The truth? It’s not that your motivation failed. It’s that you built a summit without a solid basecamp.
Let’s say you peak for a competition. You dial in your nutrition, your sleep, your training, and your mindset. You feel amazing. Then it ends—and so do your habits. You drift. You struggle to regain your footing. You start again with another peak in mind.
Eventually, the highs get shorter and the gaps between them get longer.
Sound familiar?
Here’s where it gets tricky—and personal.
Most of us have had a version of “our summit” in the past.
When we were at our strongest. Our lightest. Our leanest.
When we “looked the best.” When we “felt the best.” When we were, in our minds, “better.”
And while there’s nothing wrong with wanting to feel that good again, chasing a former version of yourself can quietly steal your joy.
Because here’s the kicker: time only moves forward.
You may hit similar numbers again.
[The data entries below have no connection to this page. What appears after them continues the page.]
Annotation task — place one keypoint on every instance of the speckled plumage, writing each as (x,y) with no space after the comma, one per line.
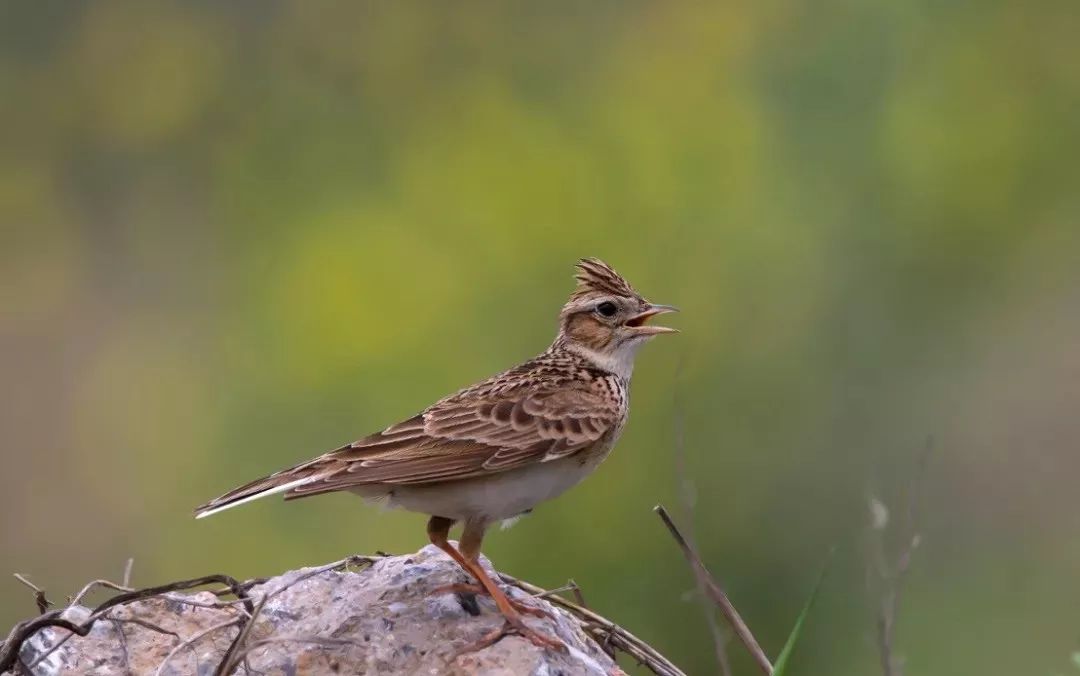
(496,449)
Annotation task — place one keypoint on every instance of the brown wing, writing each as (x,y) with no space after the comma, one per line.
(467,435)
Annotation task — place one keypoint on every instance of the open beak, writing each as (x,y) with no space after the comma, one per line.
(639,324)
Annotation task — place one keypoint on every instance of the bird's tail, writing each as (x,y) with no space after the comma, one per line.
(272,485)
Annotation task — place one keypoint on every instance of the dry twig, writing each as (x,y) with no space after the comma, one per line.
(685,489)
(890,578)
(606,632)
(717,594)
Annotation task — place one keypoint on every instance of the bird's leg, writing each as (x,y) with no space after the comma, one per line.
(470,544)
(439,529)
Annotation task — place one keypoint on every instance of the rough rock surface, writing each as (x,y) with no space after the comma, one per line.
(385,619)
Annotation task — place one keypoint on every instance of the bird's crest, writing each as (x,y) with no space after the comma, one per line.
(595,278)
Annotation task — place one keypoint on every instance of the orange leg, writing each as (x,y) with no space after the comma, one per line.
(468,557)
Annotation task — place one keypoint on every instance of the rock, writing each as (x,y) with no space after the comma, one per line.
(383,619)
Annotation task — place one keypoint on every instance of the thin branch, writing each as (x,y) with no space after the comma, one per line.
(891,578)
(127,572)
(605,632)
(234,653)
(192,640)
(687,497)
(717,594)
(39,594)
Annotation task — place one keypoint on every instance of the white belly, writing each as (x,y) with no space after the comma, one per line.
(489,498)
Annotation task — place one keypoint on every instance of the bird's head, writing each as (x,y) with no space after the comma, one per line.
(606,320)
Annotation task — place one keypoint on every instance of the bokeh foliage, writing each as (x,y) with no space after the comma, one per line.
(235,234)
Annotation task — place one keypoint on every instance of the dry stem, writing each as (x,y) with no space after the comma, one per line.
(717,594)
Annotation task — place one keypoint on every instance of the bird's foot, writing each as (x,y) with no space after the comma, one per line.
(515,626)
(478,590)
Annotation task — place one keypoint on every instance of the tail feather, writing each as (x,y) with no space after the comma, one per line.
(259,488)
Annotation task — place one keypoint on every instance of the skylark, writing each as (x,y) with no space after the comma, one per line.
(495,450)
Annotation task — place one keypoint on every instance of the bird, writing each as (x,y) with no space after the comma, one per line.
(493,451)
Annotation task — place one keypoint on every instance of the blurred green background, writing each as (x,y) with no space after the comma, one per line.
(238,234)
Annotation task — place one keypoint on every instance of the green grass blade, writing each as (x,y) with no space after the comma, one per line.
(781,665)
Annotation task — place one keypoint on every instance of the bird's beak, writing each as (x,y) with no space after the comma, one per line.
(639,325)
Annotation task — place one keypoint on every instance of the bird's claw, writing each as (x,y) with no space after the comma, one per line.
(478,590)
(515,626)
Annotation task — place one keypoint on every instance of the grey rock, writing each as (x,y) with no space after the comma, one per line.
(385,619)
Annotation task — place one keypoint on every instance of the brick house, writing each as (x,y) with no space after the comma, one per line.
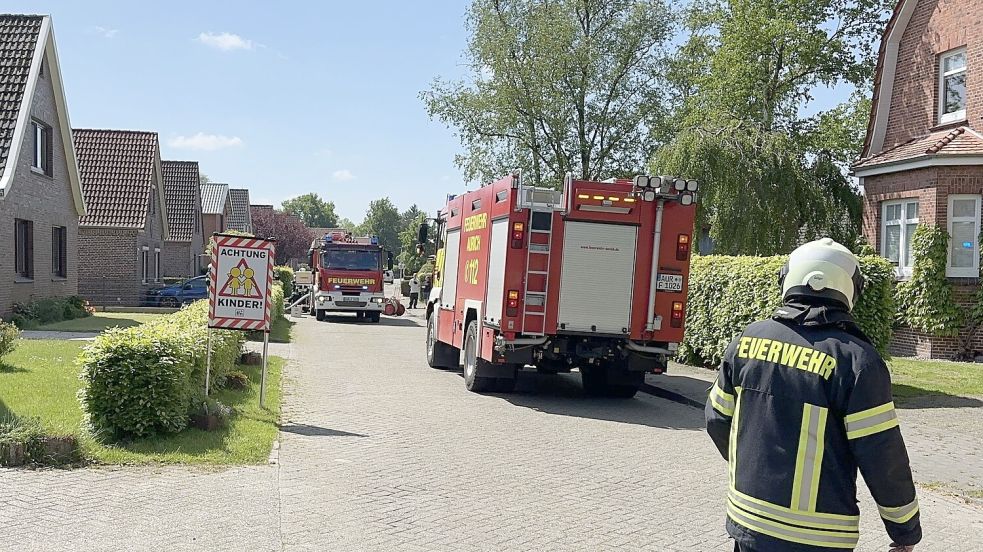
(184,246)
(122,236)
(240,218)
(922,161)
(215,208)
(40,191)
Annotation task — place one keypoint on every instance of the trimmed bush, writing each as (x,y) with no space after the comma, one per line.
(8,338)
(726,294)
(48,310)
(925,301)
(149,379)
(285,275)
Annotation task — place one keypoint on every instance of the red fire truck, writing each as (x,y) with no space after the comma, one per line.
(592,277)
(347,276)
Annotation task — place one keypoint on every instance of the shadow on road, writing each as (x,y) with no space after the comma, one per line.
(563,395)
(316,431)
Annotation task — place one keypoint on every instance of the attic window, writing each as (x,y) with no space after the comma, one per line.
(42,148)
(952,86)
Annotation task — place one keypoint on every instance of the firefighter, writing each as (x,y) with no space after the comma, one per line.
(801,402)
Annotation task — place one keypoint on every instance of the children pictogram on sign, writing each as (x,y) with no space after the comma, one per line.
(241,282)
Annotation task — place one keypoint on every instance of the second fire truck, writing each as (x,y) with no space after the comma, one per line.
(348,276)
(592,278)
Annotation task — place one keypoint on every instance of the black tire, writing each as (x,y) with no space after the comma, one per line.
(439,354)
(473,363)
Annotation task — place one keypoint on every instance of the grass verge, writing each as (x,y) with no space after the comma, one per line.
(100,321)
(915,378)
(40,379)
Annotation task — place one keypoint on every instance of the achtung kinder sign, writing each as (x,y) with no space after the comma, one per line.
(240,283)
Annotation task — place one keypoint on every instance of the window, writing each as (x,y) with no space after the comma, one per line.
(899,219)
(952,86)
(144,266)
(59,251)
(24,248)
(964,231)
(42,148)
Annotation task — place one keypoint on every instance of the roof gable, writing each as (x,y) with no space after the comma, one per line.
(26,42)
(182,195)
(240,218)
(118,168)
(214,198)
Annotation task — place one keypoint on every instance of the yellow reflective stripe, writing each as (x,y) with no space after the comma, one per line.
(791,533)
(871,421)
(817,464)
(899,514)
(854,520)
(734,425)
(857,416)
(812,520)
(723,402)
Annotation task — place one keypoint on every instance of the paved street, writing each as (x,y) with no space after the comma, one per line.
(380,452)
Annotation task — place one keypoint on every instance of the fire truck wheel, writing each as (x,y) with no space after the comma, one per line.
(473,363)
(439,355)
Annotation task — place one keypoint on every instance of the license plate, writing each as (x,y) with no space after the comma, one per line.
(670,282)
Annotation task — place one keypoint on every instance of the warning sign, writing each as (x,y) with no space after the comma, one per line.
(240,282)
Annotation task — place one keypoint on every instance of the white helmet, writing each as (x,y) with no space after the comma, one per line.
(822,268)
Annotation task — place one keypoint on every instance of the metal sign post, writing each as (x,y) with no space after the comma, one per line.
(240,288)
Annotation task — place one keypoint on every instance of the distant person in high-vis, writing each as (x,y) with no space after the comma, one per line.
(801,402)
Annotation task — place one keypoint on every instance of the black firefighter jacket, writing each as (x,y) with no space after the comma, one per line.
(802,401)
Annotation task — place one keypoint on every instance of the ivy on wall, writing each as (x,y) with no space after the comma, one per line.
(925,302)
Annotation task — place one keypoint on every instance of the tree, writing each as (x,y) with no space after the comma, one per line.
(293,238)
(557,86)
(314,211)
(383,220)
(772,177)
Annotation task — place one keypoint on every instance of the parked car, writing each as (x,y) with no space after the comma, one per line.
(183,293)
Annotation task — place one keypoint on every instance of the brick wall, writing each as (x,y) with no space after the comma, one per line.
(47,202)
(935,27)
(909,342)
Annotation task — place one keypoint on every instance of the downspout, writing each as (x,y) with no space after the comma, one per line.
(650,324)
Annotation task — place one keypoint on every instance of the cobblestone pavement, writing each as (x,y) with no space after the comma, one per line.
(379,452)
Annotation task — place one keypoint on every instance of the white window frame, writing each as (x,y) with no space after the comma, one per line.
(964,272)
(955,115)
(900,271)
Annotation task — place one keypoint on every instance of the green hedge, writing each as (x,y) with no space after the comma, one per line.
(726,294)
(148,379)
(48,311)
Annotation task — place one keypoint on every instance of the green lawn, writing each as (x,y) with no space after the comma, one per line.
(40,379)
(913,378)
(101,321)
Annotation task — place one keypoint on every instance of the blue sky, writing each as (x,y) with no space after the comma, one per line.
(280,98)
(305,97)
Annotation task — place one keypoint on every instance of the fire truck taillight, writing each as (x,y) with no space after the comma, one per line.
(682,247)
(518,235)
(676,319)
(512,303)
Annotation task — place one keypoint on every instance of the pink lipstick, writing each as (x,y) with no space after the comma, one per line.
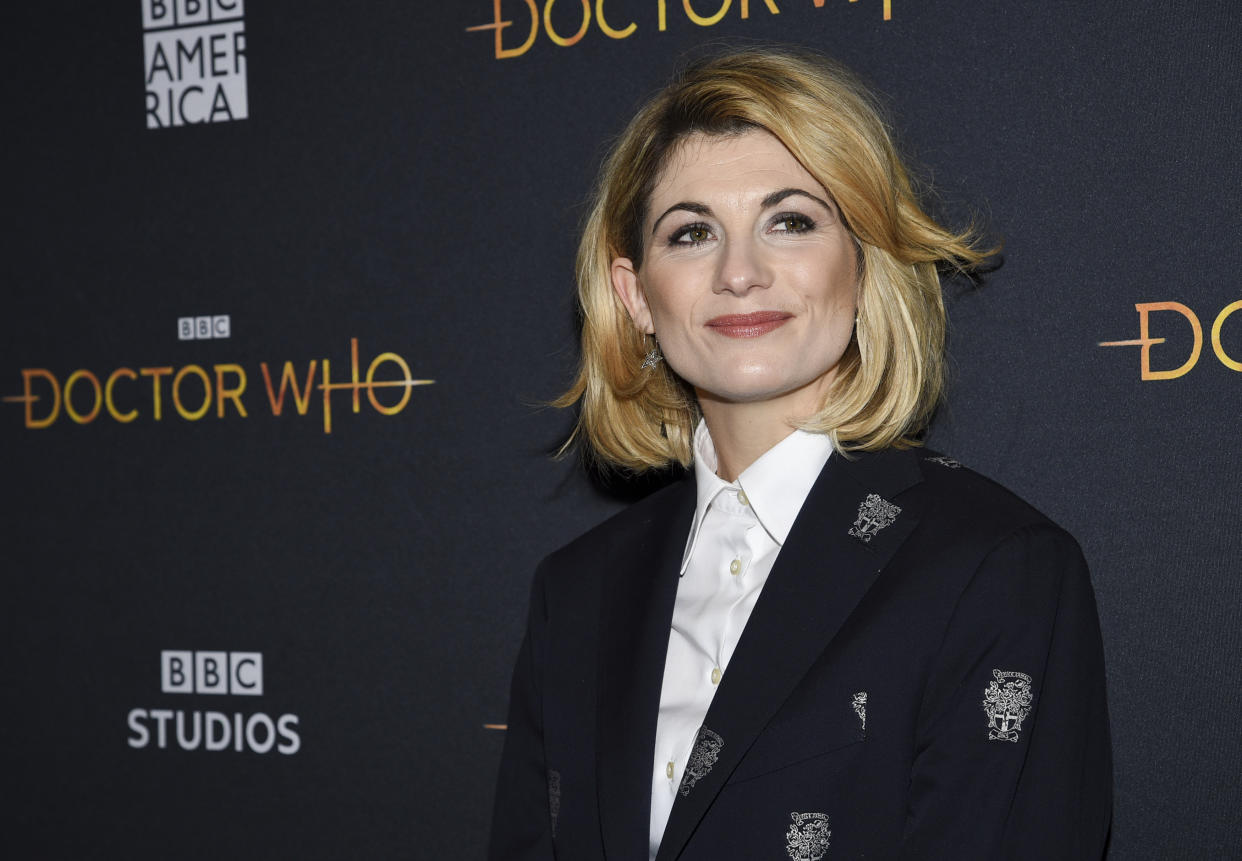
(748,326)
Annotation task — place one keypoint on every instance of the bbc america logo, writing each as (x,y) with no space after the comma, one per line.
(194,60)
(213,674)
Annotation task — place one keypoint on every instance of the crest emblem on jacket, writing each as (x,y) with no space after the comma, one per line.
(807,838)
(1007,701)
(860,706)
(874,513)
(703,756)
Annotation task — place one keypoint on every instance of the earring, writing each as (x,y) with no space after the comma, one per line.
(653,358)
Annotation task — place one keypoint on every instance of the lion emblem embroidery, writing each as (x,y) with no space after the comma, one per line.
(1006,702)
(707,751)
(807,838)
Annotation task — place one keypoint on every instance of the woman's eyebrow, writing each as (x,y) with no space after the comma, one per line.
(698,209)
(776,196)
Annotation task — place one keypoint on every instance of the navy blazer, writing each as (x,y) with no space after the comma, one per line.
(922,677)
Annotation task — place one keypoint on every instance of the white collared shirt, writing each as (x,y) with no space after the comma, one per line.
(737,532)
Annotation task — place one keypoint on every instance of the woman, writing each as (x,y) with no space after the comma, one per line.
(825,641)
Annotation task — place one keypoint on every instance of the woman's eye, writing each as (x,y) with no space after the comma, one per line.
(793,223)
(693,234)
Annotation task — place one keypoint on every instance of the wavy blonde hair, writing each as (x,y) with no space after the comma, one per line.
(892,374)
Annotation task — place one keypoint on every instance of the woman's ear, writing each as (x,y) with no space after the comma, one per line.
(625,282)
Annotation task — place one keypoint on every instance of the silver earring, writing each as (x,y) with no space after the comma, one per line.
(653,358)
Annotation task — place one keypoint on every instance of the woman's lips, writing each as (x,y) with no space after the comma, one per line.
(748,326)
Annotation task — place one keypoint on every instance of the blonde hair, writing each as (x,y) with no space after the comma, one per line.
(892,374)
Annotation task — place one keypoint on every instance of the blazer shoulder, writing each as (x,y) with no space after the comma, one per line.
(956,496)
(620,534)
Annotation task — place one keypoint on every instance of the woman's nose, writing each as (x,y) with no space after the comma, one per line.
(742,267)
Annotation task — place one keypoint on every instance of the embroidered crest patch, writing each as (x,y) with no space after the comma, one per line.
(1007,701)
(554,798)
(874,513)
(703,756)
(860,706)
(807,838)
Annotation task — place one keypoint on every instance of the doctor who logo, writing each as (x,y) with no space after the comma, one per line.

You may even surpass them. But trying to relive a peak moment—especially by throwing yourself into an all-or-nothing yo-yo cycle—isn’t noble. It’s exhausting.
And ironically, it actually holds you back from building the slow, sustainable strength that would carry you farther, for longer.
Basecamp = Maintenance = Mastery
In the health and fitness world, “maintenance” gets a bad rap. It sounds boring. Passive. Like you’re treading water.
But real maintenance—the kind that holds the line when life gets busy, stressful, or unpredictable—isn’t boring at all. It’s a skill. It’s a choice. And it’s a long game.
Your basecamp is what you fall back to when you’re not chasing.
And ideally, it’s strong enough to carry you through real life:
- Work stress
- Family obligations
- Travel
- Holidays
- Sickness
- The “blah” months
When your basecamp is dialed in, you don’t need to start over. You just re-engage.
What Basecamp Training Looks Like at CFN
So what does this look like in practice?
At CFN, your basecamp might look like:
- Training 3–4x/week instead of 6. More isn’t better—better is better.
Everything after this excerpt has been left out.